In a last-ditch try to combat the power of telecom giant Chunghwa Telecom Co (中華電信), Giga Media Ltd (和信超媒體) and its Internet-service provider (ISP) peers are desperately urging the government to increase efforts to resolve the prolonged problems of the monopoly in the nation's broadband market.

The call is the latest step in a series of complaints from college students and Internet advocates about state-run Chunghwa Tele-com's surcharges for broadband services that require high-speed asymmetrical-digital-signal line (ADSL) technology.

"Local Internet service providers including Giga Media are also treated unfairly by Chunghwa Tele-com," Tarn Chen-wen (譚昌文), vice president of Giga Media, told the Taipei Times during an exclusive interview on Friday night.

Bowing to hefty pressure from the government and the public, Chunghwa Telecom announced a lower broadband service tariff last Tuesday.

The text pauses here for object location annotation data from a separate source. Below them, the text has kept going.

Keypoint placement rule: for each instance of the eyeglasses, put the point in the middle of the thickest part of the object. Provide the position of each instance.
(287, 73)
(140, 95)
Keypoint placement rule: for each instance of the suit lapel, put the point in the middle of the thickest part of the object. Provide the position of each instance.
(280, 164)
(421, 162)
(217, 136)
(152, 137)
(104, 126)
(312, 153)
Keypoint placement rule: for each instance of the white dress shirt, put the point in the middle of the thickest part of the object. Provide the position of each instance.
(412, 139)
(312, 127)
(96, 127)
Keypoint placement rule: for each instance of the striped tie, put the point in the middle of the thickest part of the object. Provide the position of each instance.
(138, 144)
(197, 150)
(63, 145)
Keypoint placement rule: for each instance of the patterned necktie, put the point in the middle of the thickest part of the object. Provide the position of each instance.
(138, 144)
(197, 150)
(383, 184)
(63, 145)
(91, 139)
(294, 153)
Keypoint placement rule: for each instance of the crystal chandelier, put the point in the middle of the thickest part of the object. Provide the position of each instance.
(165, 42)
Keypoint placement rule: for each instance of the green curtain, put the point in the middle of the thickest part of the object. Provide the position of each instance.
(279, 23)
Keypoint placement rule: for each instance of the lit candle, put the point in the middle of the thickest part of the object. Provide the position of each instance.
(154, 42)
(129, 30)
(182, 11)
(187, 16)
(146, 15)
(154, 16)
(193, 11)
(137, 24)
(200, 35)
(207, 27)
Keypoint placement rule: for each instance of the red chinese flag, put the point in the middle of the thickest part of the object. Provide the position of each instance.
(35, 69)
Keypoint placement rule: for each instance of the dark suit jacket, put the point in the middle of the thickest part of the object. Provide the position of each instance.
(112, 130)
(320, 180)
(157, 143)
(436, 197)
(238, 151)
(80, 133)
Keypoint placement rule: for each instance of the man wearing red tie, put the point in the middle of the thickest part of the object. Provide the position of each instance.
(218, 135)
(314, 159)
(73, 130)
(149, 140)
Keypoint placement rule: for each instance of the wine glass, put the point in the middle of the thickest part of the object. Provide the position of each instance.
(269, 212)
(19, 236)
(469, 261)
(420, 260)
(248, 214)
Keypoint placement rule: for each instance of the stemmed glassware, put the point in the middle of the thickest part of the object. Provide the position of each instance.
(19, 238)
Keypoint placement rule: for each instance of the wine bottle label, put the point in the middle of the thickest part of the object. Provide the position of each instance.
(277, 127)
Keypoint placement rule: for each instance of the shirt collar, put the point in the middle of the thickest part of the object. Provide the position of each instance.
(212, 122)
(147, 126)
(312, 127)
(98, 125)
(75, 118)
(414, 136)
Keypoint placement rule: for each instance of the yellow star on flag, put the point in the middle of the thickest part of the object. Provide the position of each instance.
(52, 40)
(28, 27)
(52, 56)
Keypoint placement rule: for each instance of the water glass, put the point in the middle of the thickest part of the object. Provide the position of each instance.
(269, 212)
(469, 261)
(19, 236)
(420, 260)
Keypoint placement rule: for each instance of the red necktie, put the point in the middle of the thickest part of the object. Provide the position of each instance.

With 2.6 million ADSL sign-ups, Chunghwa holds about 80 percent of the nation's 3.3-million-strong broadband market, according to government statistics.

Seizing the chance to refocus public attention on Chunghwa's monopoly over "last-mile" access, private ISP players decided to launch a counterattack, Tarn said.

"We're not aiming to push for a further price cut, but for a telecom market based on fair competition," Tarn said.

Chunghwa, which charges both ways for ADSL connections -- to on ISPs and Internet end-users -- , has acted against fair trade rules, he added.

Additionally, the new ADSL service package Chunghwa proposed offering its subscribers, which would upgrade bandwidth for a relatively small price increase, will put ISPs in the corner, Tarn said.

Giga Media and its local ISP rivals will be forced to follow suit by providing higher-speed ADSL services at lower rates at the expense of a spike in the connection payouts, as Chunghwa will not reduce its charges to the ISPs, he said.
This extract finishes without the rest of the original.